Soleil de juillet

Le soleil de juillet avait très vite fané les gerbes de fleurs déposées sur ce monticule de terre, qui recouvrait désormais pour l’éternité les corps de mes deux parents. Je me retrouvais là à constater l’implacable réalité, et je pensais à mon père qui neuf ans auparavant, m’avait conduit au même endroit. Le souvenir de sa main serrant fortement la mienne était encore tenace dans mon esprit. Bien plus que de longs discours, il m’avait par ce geste inoculé son immense chagrin, et je m’étais senti à cet instant précis investi d’une mission difficile, lui rendre la joie de vivre. Force était de constater que j’avais largement échoué dans ma fonction et j’éprouvais un réel soulagement de le savoir enfin en paix avec lui même.
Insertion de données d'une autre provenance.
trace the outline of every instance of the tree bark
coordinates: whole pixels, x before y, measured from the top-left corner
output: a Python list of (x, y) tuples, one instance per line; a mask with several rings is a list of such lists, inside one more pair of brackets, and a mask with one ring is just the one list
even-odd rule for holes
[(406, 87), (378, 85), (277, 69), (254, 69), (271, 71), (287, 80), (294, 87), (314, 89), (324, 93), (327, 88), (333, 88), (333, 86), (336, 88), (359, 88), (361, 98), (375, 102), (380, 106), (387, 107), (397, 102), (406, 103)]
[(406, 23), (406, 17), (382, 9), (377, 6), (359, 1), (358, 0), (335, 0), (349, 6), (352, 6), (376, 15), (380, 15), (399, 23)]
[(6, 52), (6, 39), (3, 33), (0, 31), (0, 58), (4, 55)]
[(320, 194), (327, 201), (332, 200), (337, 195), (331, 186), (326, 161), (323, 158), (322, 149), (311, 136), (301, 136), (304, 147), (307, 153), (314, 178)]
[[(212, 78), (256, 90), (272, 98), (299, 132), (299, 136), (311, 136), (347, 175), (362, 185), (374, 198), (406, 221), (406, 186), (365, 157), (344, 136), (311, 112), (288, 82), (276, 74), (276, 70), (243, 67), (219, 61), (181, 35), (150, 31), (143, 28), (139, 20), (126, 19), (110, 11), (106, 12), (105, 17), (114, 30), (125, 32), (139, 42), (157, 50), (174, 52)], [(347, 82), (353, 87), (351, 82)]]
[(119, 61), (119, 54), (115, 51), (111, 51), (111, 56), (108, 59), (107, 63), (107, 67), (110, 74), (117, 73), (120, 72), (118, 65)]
Pour trop de malheurs, mes larmes s’étaient taries. Je me promettais de revenir au cimetière le plus souvent possible, mais je quittais les lieux sans exprimer d’émotions particulières. Je n’étais pas indifférent, mais simplement résigné, et s’il m’arrivait parfois de culpabiliser à l’idée de concevoir de tels sentiments, très vite je me remémorais le visage mélancolique de papa, et me confortais dans l’idée qu’il était à présent déchargé de son fardeau..

Cette nouvelle et difficile épreuve avait largement ébranlé mes convictions religieuses. Je ne comprenais pas l’acharnement du destin à vouloir m’imposer tant d’épreuves, et à présent, je n’avais plus confiance au créateur, pire je le craignais. J’étais en train de perdre mon guide spirituel, et je me sentais seul et perdu. Il me faudrait retrouver impérativement le chemin du refuge, mais comment sortir d’un tunnel aussi long et tellement ténébreux.

Il restait quelques bribes de ma vie antérieure auxquelles j’aurais aimé ancrer mon bateau , mais il s’avérait que mes appréhensions étaient fondées car le peu de points de repères dont je disposais encore, s’effaçaient de mon chemin au fur et à mesure que les mois avançaient, à commencer par mes cousines avec lesquelles j’avais partagé tant de moments de mon enfance et qui déménageraient prochainement vers d’autres horizons.

Extrait de mes mémoires

Nous vivions depuis tellement longtemps en famille que nous n’avions jamais songé mes cousines et moi pouvoir un jour être séparées . Cependant nos routes finirent par s’éloigner l’une de l’autre, au mois d’octobre de cette année soixante dix, lorsque le propriétaire de notre habitation encouragea Marie Berthe et Maurice à chercher un nouveau logement. Il souhaitait en effet entreprendre d’importants travaux de rénovation et installer sa fille et son gendre dans l’appartement restauré à la place de ses anciens locataires. Mon oncle et ma tante prirent la décision de faire construire une petite maison à Cholet qu’ils pourraient occuper avant la date limite fixée pour leur déménagement.

A la même période Maurice dut se battre contre un infarctus du myocarde qui avait failli lors d’une crise aiguë l’emporter, quelques mois après le décès de mon père. Ces anicroches avaient profondément métamorphosé les rapports entre nos deux familles. Leurs avenirs se dessinant vers un autre lieu, les épreuves et les inquiétudes suscitées par la maladie de leur géniteur, tous ces évènements avaient forgé les caractères de mes deux cousines et bouleverser leurs comportements.

A présent rien n’était plus comme avant et nos relations fraternelles resteraient ineffaçables dans nos mémoires, mais la page était tournée et définitivement tournée.